Other than that, this was nothing less than an outstanding first effort. The acting is clean … the story engaging … the interaction intelligent. Both Rick’s and Duane’s characters are heartfelt. (Duane just about brought tears to my eyes during the scene where he was trying to off his zombified wife once and for all.) Whoduh thunk that in a zombie piece?
I enjoyed watching this episode all over again.
Bring me more, please.
The pilot had everything you expect in a zombie piece (gore, great apocalyptic imagery, etc.), but then added more to take it to another level. The acting was above the usual you see if horror fare and even the production value was better than most zombie films. Its by far the best new show this year, replacing Boardwalk Empire. BE matches your expectations, TWD exceeded them in 90 minutes.

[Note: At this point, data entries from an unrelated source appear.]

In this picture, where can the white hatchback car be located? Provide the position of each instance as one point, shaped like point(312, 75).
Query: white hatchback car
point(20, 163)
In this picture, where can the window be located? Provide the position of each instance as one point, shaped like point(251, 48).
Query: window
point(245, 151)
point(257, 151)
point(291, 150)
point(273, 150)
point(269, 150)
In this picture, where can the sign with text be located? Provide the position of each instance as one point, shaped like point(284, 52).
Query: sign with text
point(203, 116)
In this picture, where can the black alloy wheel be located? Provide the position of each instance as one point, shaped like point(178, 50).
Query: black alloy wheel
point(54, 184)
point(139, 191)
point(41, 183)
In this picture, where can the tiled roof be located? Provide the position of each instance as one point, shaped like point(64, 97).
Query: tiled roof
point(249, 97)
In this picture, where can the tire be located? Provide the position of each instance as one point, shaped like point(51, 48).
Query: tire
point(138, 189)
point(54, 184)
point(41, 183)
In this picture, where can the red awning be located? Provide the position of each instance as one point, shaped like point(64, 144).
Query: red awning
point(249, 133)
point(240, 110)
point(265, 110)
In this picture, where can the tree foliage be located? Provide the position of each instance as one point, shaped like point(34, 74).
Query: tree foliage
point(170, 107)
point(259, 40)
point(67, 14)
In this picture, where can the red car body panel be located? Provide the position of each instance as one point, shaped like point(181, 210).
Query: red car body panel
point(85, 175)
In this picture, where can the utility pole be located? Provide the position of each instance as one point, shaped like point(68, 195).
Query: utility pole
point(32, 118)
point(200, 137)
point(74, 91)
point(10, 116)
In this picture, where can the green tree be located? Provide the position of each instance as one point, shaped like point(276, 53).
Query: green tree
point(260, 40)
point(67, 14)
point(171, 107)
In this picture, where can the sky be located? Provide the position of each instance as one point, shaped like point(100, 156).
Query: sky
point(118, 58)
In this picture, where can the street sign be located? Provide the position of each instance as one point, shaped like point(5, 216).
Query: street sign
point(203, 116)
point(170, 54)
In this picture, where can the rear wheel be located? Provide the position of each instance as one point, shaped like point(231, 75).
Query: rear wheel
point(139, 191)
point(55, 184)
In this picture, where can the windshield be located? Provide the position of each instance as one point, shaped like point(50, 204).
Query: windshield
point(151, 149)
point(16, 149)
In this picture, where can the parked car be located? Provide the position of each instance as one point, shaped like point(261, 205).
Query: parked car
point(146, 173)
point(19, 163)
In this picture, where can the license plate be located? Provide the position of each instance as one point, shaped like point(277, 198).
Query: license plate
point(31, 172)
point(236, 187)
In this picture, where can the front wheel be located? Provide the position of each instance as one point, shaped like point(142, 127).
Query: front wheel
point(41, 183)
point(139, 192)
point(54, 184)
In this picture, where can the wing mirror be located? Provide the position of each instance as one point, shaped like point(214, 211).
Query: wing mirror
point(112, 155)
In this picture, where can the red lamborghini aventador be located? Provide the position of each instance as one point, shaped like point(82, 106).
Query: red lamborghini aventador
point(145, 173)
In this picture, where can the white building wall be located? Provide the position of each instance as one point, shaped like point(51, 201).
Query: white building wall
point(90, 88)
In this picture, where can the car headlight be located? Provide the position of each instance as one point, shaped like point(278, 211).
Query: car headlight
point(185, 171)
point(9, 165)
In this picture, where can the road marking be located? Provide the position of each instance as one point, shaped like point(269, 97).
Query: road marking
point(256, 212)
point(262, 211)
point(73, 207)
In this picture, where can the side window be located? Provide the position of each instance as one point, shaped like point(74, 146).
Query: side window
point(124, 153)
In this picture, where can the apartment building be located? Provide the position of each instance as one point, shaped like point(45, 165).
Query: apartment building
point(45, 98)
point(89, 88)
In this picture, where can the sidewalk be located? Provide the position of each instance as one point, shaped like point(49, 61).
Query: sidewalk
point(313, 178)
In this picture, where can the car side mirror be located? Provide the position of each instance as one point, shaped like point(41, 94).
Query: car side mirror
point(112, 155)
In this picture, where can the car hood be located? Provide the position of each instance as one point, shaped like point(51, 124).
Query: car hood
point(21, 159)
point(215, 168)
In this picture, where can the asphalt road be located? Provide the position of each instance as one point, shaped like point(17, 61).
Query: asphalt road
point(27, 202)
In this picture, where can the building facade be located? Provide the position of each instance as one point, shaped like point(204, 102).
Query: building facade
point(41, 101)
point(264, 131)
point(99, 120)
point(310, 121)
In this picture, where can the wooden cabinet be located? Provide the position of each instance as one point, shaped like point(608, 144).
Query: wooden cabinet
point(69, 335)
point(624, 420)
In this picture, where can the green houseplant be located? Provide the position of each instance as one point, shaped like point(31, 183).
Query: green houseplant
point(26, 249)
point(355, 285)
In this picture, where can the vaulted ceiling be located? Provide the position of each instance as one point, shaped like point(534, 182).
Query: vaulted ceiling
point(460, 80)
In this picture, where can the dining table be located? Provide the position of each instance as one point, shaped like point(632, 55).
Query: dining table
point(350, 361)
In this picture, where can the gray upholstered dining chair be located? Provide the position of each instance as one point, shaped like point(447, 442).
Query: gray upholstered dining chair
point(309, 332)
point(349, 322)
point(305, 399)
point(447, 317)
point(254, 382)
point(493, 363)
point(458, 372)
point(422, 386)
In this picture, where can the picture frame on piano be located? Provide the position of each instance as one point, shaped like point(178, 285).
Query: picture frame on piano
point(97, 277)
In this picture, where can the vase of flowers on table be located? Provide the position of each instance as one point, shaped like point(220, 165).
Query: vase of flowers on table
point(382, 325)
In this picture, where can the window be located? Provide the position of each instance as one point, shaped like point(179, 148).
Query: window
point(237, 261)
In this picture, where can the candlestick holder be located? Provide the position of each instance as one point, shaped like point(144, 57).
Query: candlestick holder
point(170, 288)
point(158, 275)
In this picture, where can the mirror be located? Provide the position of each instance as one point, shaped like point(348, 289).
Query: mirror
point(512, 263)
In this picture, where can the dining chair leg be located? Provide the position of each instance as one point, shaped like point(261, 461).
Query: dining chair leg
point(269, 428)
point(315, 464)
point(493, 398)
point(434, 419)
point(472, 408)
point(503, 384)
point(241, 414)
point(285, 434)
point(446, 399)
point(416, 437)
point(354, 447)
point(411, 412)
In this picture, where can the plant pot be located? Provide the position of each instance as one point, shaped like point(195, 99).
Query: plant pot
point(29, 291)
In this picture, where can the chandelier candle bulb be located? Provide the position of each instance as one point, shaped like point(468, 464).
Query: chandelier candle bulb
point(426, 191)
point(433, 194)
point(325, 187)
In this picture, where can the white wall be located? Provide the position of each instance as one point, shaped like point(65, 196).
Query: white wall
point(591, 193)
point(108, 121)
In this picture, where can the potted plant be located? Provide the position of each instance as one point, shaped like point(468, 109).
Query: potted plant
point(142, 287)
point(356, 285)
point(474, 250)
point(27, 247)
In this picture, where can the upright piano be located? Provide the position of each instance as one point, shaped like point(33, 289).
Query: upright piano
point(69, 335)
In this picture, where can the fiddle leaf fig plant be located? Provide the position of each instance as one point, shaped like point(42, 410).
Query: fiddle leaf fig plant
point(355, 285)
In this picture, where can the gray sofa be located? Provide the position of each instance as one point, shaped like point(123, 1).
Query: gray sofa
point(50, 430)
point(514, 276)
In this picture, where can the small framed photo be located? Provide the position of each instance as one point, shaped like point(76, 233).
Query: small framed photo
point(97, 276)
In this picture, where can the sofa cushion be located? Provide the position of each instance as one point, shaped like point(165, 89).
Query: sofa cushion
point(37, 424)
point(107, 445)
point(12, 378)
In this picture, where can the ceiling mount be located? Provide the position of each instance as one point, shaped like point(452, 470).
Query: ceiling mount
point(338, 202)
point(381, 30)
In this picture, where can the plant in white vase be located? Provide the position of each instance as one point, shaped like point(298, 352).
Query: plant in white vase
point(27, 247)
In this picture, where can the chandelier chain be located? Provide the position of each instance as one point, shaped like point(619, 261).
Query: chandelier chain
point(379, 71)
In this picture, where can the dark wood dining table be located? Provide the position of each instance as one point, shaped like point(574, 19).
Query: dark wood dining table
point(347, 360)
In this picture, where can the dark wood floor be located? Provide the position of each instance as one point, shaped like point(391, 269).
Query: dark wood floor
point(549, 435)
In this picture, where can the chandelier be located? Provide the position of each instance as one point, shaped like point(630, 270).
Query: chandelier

The stand out was definitely the scenes with the father and son. The scene where the mother was clawing at the door was just downright creepy. It was like she knew her family was on the other side, like her memories from when she was alive was still in her. In fact I’ll ask anyone who read the comics if that is the case or not in this series.
You want to know if the zombies retain memories? Honestly, the zombies aren’t discussed all that much in the books, as far as what makes them tick. The thing that does come up once in a while, though, is whether they should be considered “curable.” Is there anyone really inside there? Can they be reasoned with? Is that loved one really your loved one anymore? But, so far, they’re just corpses with no hint of emotion or reasoning. They don’t communicate and they don’t hesitate to think about what they’re doing.
If the show retains the themes from the books, it’s really all about the humans and what they do to stay alive. And what they’re willing to go through to survive.
. . . . .
In part three of George Romero’s zombie series “Day Of The Dead”, memory retention was touched upon in a rather interesting manner.
Go grab a copy and see what I mean.
This was a great beginning. I must admit I did get a little concerned when the beginning reminded me too much of 28 Days Later but as the episode progressed, that thought left me. Is it just me or did anyone else feel sorry for the zombie wife and the zombie in the field that was crawling on her hands?